Maaemo, la grande Norvegia

Al desco di Esben Holmboe Bang, il primo cuoco (danese) capace di portare 3 stelle Michelin a Oslo

31-08-2016

Il video introduttivo sul website del ristorante Maaemo, il primo ristorante norvegese a ottenere, nella primavera scorsa, 3 stelle Michelin. Al timone della proprietà e della cucina c'è Esben Holmboe Bang, cuoco danese trasferito a Oslo 12 anni fa, una voce unica nel coro degli eroi della New Nordic Cuisine

Oslo, capitale della Norvegia, non è certo una città storicamente celebre per i suoi ristoranti. Ma le cose stanno cambiando e, ironia della sorte, il merito è da ascrivere a uno chef danese.

Il 34enne Esben Holmboe Bang si trasferì a Oslo 12 primavere fa e, nel dicembre 2010, aprì il ristorante di fine dining Maaemo ("madre terra" nell'antico dialetto locale). Mostrò da subito grande ambizione: per la prima volta cercava di ridefinire una nuova espressione di cucina norvegese, basata sui prodotti locali e di stagione.

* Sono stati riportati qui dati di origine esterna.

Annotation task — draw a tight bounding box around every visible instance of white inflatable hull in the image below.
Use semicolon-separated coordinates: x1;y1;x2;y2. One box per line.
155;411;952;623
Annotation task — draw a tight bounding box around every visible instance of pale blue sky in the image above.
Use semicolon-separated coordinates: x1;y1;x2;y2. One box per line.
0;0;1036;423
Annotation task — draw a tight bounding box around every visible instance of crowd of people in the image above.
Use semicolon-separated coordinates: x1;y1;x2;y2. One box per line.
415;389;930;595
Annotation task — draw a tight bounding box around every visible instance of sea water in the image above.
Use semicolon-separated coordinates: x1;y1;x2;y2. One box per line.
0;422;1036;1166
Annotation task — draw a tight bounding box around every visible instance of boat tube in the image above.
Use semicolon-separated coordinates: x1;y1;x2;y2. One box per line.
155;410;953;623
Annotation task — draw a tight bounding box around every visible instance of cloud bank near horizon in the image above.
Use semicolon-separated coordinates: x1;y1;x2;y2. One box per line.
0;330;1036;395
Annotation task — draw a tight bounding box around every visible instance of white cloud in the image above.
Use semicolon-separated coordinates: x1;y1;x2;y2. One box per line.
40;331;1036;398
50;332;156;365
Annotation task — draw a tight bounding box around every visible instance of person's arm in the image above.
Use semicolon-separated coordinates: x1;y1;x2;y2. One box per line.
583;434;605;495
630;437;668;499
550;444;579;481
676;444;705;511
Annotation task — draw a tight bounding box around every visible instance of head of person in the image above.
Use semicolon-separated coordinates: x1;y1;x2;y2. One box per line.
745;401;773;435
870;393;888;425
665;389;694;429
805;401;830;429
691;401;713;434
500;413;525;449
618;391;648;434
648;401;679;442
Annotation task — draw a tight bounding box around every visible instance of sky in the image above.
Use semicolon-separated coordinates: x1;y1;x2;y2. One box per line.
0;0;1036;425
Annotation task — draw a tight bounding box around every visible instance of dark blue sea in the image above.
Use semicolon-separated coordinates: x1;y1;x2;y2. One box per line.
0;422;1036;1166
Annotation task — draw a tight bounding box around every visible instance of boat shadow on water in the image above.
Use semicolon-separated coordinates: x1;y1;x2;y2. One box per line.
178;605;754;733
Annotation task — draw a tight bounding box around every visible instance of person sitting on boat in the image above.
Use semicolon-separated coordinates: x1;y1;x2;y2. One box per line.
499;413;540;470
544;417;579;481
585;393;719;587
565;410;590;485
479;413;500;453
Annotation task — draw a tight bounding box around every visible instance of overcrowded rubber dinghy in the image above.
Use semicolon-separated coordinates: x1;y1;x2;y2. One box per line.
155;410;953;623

Al tempo stesso, si pose dal principio l’obiettivo di stabilire una voce unica nel coro degli eroi della New Nordic Cuisine.

Oggi Maaemo è uno dei nomi più convincenti della cucina mondiale, parte com’è dell’élite mondiale dei ristoranti con 3 stelle Michelin (un riconoscimento ottenuto nel febbraio scorso, assegnato per la prima volta a un ristorante norvegese, seguito alla seconda stella che arrivò nel 2012, a soli 15 mesi dall’apertura, ndr) e con un carnet già carico di altri premi importanti, incluso il 61mo posto nella classifica dei migliori ristoranti della World’s 50Best.
 

Esben Holmboe Bang, chef e co-proprietario di Maaemo, è nato a Copenhagen 34 anni fa

Esben Holmboe Bang, chef e co-proprietario di Maaemo, è nato a Copenhagen 34 anni fa

In poco tempo, Bang è riuscito, col suo team di ragazzi giovanissimi, a diventare un’istituzione nel suo paese adottivo, un obiettivo raggiunto che oggi fa di Oslo una capitale da perlustrare anche sotto il profilo gastronomico. Determinazione, duro lavoro e dedizione al lavoro: è grazie a queste doti che il cuoco se la gioca senza paura con tutti gli illustri coinquilini nordici. È un ragazzo impegnato al 100% nella cucina, raramente assente dal posto di comando perché crede fermamente che lo “chef de cuisine” debba sempre esserci a comandare le operazioni, un aspetto che non si può non apprezzare oggi.

La linea di cucina è una perfetta giustapposizione tra le radici della cucina norvegese tradizionale e l’onda avant-garde della cucina naturalistica del Nord – dall’estetica al reclutamento del prodotto fino agli aspetti di ricerca storica e culturale che contribuiscono a delineare un’identità. Sostenibilità è un mantra da Maaemo. La priorità è la conservazione degli alimenti e nulla si butta. C’è una stanza in cui pickles, sottaceti, aceti e composte sono oggetto di sperimentazione da parte dei cuochi, che lavorano per definirli fino al massimo del loro potenziale.

Porridge di crema acida e cuore di renna disidratato. Il menu degustazione di Maaemo (circa 250 euro) include 20 pietanze, un percorso dalle "miti" isole Hvaler alle acque ghiacciate dei fiordi del Nord (foto www.twofoodieseating.com)

Porridge di crema acida e cuore di renna disidratato. Il menu degustazione di Maaemo (circa 250 euro) include 20 pietanze, un percorso dalle "miti" isole Hvaler alle acque ghiacciate dei fiordi del Nord (foto www.twofoodieseating.com)

I menu degustazione sono originali, deliziosi e mettono al centro il meglio di ogni stagione – dalla selvaggina alle capesante, dagli scampi al pesce, dalle radici terragne alle erbe foraged fino ai frutti del bosco. Il Porridge di crema acida con cuore di renna disidratato è uno di piatti più iconici e confortanti, una rappresentazione poetica del duro inverno norvegese, coi suoi scenari drammatici (il cuore dell’animale è conservato allo scopo di far sopravvivere l’uomo). Un ristorante favoloso che ogni foodlover dovrebbe aggiungere alla sua lista.

Maaemo
Schweigaards gate, 15 b
Oslo, Norvegia
+47.22179969
Chiuso domenica e lunedì
Solo menu degustazione da 2.300 corone norvegesi (circa 250 euro). Wine pairing 1.690 corone (182 euro), abbinamento a succhi di frutta 850 corone (91 euro).